I had to head to bed early again last night, a bit upsetting really as for the last couple of weeks I have made it through to 9 pm every night, then last night appeared and I disappeared at 8. I had found myself drained almost as soon as I had gotten out of my bed from my nap, it sometimes happens like that almost as thought that sleeping during the day has left me with less energy, than I had before I went to bed. Yesterday was pretty much like that, I slept well during the day and didn’t want to get up when my timer sounded, I had a great urge just to switch it off and return into warm comfortable sleep. Once out from under the covers I headed as fast as I could through here so that I could cover myself in my sleeping bag and finish the odd bits I hadn’t before I gave in and slept. I guess I had been tired all day when I think about it, as I had spent all morning cuddled up in my sleeping bag which I have here at my PC. I can’t work out where it comes from, but there always seems to be cold air around my legs and just like keeping my feet warm makes a huge difference, I also need my lower legs warm, a sleeping bag has proved the best option. The house wasn’t cold in any way, but that’s how I know I was tired, the two always are locked closely together, by the time Adam came home I was sat on the settee with my huggy blanket tightly arranged around me, something he commented on as soon as he entered the living room. I don’t know why I have been more awake recently or even why I am now once again tired, it just happened with no trigger that I can find. Sleep really is one of those phasic thing when it comes to illness, once triggered it hangs around for a while and you just have to go along with it. If I was being totally truthful about yesterday I actually wanted to go back to bed at around 7, but I also wanted to spend some time with Adam. Yes you can fight sleep but only for so long, eventually it will win regardless what you do to try and beat it, fight it for more than a couple of days and you will pay for it in big style.
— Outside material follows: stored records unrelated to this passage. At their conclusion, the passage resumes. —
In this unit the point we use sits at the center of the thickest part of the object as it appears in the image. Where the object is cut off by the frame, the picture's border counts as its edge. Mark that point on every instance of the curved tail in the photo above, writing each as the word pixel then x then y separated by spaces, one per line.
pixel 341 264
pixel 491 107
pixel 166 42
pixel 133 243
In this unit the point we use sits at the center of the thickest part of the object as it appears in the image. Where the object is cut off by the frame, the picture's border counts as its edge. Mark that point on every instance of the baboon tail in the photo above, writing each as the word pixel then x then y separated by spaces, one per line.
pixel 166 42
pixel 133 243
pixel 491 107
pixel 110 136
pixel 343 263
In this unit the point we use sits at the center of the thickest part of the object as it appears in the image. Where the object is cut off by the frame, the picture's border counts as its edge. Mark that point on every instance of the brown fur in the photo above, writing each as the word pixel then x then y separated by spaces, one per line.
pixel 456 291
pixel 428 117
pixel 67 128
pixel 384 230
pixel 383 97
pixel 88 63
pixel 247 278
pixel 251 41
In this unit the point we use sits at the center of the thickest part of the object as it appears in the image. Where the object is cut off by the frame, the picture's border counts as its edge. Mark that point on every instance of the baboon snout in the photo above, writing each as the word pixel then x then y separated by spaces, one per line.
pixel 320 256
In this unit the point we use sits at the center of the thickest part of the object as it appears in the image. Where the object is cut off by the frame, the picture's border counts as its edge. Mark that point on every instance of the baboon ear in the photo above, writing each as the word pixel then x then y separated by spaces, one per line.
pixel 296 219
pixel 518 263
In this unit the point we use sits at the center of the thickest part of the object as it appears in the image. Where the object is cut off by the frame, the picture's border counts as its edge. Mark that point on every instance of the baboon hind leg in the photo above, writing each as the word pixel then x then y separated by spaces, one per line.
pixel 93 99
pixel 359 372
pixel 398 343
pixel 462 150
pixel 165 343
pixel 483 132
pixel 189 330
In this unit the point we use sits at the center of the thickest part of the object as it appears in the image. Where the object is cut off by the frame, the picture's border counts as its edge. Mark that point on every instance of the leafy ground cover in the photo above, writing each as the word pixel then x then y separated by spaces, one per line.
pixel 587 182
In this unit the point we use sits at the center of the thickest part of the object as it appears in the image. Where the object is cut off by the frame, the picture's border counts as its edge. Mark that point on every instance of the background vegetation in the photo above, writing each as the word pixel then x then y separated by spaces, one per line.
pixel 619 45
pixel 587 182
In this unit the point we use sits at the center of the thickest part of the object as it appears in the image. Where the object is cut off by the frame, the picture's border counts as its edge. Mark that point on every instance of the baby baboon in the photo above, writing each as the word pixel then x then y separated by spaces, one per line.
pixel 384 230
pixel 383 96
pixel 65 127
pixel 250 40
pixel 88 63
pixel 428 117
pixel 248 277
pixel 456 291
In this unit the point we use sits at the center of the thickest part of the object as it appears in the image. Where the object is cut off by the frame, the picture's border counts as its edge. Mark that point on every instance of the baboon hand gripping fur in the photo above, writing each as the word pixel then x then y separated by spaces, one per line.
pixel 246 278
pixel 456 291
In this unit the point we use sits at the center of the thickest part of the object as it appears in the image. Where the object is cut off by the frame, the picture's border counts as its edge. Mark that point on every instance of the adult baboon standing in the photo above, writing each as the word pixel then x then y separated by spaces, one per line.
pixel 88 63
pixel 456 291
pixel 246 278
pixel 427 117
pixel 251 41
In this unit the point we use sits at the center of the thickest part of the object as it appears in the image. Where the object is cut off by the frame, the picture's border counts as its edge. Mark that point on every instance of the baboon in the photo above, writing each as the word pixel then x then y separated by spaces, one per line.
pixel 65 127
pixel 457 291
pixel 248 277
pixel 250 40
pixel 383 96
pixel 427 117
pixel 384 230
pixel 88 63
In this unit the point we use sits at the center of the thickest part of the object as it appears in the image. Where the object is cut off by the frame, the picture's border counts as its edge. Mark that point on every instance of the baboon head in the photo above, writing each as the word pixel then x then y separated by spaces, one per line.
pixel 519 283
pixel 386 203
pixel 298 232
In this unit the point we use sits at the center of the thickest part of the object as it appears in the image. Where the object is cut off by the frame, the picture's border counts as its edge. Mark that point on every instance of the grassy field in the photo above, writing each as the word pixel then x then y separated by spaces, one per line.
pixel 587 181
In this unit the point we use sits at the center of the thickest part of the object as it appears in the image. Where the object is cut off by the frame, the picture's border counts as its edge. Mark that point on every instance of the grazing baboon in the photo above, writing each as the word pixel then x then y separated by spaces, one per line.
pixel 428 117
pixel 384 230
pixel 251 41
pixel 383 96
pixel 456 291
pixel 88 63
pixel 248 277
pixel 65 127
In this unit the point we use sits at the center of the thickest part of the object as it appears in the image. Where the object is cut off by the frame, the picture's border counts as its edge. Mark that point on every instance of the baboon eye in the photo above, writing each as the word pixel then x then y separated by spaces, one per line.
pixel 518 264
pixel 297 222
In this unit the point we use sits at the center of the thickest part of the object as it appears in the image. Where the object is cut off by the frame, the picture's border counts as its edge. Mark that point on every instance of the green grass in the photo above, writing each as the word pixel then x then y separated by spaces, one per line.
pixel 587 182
I guess almost the same can be said of any of the symptoms I live with, you can fight so far and they will them win. It’s not just sleep that has suddenly started to beat me again, I am also once again finding sitting a painful thing to do. It has been building up slowly again and has now hit the point where I feel pain within half an hour of getting up each day. I have once more spent many hours switching around my collection of cushions, shuffling myself from one side to the other and repositioning my weight on each thigh. No matter what I do I can find little relief for more than a few minutes, then it starts all over again. I am really not sure what you are supposed to do when your entire waking hours are spent sitting, despite being supplied with cushions, none of which actually give any of the relief I am searching for, all you can do is accept yet more pain. Well there is actually one answer but not one I want to accept, I could stay lying down all the time. I can’t accept that I could be made bed-bound by a painful bum, it just sounds so silly, mind you I suppose if I was in bed all the time I would soon stop worrying about how much time I slept, as I know me once horizontal I would just sleep all the time.
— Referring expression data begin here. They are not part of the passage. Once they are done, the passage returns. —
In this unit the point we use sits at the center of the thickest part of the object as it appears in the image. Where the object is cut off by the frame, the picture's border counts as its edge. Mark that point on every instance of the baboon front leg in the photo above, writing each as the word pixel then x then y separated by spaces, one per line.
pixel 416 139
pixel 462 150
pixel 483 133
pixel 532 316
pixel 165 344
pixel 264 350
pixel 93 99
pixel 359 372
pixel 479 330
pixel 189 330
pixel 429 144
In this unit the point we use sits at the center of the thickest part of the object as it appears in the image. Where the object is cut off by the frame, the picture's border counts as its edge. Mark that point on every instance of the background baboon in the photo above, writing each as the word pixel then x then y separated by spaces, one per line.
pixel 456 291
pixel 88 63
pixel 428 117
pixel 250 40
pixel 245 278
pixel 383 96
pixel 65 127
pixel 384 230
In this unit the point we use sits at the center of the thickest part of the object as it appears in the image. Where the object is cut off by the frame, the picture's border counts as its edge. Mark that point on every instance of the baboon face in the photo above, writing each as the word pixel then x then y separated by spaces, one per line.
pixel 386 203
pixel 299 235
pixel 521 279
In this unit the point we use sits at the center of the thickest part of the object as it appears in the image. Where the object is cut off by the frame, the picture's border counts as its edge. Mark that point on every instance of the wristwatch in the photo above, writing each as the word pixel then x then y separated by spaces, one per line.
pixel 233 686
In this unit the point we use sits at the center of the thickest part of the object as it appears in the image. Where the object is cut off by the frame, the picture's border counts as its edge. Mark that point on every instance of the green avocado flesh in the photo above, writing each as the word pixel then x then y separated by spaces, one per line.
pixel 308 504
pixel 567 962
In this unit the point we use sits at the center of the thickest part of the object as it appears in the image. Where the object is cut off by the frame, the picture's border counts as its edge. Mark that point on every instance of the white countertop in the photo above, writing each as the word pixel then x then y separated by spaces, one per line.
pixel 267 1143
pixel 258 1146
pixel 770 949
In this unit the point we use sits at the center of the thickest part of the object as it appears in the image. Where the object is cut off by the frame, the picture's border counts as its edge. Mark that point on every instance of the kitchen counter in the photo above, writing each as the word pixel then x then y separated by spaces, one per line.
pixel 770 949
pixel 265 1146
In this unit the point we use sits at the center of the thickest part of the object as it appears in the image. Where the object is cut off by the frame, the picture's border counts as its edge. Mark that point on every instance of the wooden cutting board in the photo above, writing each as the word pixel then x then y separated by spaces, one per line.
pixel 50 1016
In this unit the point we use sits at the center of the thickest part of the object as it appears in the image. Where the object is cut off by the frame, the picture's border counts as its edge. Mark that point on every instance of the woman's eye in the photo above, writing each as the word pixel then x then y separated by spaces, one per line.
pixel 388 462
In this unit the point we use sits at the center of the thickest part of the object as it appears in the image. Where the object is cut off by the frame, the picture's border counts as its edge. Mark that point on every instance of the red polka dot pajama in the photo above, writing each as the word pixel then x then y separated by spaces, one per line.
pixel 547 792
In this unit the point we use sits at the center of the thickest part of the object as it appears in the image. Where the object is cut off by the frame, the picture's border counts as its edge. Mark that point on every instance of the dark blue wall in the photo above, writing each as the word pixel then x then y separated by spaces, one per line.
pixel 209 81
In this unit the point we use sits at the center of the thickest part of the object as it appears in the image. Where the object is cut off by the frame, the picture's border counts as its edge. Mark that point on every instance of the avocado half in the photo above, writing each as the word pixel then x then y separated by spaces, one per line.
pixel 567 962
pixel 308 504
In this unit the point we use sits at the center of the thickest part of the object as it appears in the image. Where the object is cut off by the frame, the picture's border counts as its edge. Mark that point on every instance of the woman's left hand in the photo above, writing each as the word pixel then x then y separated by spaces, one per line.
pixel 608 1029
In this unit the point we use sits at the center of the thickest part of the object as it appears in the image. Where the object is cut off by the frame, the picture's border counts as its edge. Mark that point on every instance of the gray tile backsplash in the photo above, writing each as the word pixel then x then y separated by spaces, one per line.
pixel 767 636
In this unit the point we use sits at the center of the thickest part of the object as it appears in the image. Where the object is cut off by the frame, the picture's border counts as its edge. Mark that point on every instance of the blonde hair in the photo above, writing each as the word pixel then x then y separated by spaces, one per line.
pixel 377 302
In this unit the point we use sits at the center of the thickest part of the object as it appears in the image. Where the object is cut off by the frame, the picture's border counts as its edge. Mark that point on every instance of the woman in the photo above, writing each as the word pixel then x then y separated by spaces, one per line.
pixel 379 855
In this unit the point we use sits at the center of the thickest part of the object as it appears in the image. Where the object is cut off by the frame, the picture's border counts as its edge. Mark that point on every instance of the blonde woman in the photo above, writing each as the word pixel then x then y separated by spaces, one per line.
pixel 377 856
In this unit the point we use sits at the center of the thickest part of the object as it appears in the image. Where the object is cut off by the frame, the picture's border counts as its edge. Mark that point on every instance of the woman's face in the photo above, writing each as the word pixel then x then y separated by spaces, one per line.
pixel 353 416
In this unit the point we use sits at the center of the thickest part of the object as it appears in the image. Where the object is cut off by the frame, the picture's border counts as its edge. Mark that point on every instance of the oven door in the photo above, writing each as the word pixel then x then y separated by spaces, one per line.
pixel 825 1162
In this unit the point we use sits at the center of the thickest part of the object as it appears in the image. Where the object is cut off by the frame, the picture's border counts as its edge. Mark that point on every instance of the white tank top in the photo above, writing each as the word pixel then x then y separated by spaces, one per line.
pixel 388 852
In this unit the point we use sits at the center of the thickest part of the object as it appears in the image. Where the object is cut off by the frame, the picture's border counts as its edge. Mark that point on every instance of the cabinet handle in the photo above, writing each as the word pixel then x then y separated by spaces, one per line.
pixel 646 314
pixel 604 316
I can’t say I have actually ever really put in much thought in to what my life would be like if that happened and I confined to my bed, I guess it is like becoming housebound, I avoided thinking about that possibility until it happened. If not thinking about something stopped it happening, I wouldn’t be ill at all, as even when diagnosed I tried not to think about it, just to live with it. I guess none of us want to face up to the facts of the future as they are just to painful to bear, so we shuffle them into a space in our minds marked “not happening”, then pretend that space doesn’t even exist. I know I didn’t think about being housebound until the day it happened, waking up with a dead arm and no way of working my wheelchair, kind of forced the issue. So you would think I would have learned my lesson by now, especially as I keep telling people that you have to plan as the reality isn’t as horrific as it might seem, yet I still won’t plan what might be the next steps. I guess none of us even when it is staring us straight in the eyes, want to see ourselves in a worse condition than we already are. So I still tell myself the same silly lie, I have loads of time to plan, so much time that it doesn’t matter right now, does it.
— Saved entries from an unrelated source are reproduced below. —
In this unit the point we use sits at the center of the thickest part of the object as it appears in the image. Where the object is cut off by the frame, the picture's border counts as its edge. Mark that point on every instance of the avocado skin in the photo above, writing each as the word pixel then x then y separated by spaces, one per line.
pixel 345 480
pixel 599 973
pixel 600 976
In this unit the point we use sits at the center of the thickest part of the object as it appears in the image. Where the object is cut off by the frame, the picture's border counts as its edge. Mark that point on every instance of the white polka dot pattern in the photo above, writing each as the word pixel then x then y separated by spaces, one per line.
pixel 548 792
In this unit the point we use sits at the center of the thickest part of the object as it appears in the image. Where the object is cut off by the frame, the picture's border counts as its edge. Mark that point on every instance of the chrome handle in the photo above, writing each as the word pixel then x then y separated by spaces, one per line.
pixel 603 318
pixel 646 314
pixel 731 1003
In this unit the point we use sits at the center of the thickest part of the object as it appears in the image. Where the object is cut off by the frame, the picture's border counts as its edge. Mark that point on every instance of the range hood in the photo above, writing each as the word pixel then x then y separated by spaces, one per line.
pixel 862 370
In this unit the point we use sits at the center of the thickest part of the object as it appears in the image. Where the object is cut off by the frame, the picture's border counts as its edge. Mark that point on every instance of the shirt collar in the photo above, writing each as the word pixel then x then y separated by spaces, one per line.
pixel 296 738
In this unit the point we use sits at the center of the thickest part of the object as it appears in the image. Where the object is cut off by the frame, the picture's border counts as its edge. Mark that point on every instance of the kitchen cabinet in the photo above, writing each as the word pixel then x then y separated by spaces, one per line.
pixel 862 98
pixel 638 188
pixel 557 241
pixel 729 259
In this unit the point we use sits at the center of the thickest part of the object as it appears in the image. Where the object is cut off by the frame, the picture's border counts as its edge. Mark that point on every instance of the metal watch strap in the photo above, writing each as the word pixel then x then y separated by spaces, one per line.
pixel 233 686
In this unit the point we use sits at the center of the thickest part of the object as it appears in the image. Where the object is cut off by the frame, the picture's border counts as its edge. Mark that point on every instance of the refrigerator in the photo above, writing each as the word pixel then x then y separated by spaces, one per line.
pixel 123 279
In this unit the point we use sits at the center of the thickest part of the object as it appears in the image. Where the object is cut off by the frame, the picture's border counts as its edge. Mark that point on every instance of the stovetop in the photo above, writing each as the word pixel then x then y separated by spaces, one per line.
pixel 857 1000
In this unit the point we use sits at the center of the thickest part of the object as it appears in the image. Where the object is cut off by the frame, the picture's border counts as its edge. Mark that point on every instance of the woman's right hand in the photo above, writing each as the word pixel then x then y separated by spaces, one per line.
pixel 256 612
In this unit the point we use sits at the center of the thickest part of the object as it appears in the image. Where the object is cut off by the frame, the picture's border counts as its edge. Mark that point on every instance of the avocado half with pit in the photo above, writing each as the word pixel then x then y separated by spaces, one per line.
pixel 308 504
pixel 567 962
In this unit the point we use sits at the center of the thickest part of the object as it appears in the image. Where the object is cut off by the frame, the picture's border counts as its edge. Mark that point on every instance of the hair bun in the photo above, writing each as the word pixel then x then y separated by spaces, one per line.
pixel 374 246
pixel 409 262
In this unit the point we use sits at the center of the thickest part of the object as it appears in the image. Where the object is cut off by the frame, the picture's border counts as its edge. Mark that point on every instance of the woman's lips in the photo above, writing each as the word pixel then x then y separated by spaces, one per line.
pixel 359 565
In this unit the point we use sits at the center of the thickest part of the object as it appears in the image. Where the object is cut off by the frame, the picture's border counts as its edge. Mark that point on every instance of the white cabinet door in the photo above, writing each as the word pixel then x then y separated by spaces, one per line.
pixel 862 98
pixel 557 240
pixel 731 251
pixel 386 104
It wasn’t just a painful bum that started me thinking about the possibility of being bed-bound if I am honest. All morning I have been sat here with spasms passing through my legs and my feet. They started in my toes as they suddenly curled and locked, I tried to flex them with the result of my calf muscles joining in, which always causes pain in my shins as well. For three hours now I have been trying to unlock them without much success, I wanted to go to the kitchen but when I tried to stand up the spasms got worse, with pain also in the backs of my knees, I was going nowhere. I was really stuck here for about half an hour, yes if I had had to go to the loo, I would have accepted the pain, but there is a danger when my legs are like that, that I wouldn’t have made it there, I would have found myself either on the floor or stranded at one of my perch points. This is far from the first time this has happened but if anything was going to make me bed-bound other than my legs not working at all, this would be what would put me there. Despite being able to think that all through I still don’t want to make the next step and plan anything. Being human means not facing reality or even thinking about it, we really are strange creatures.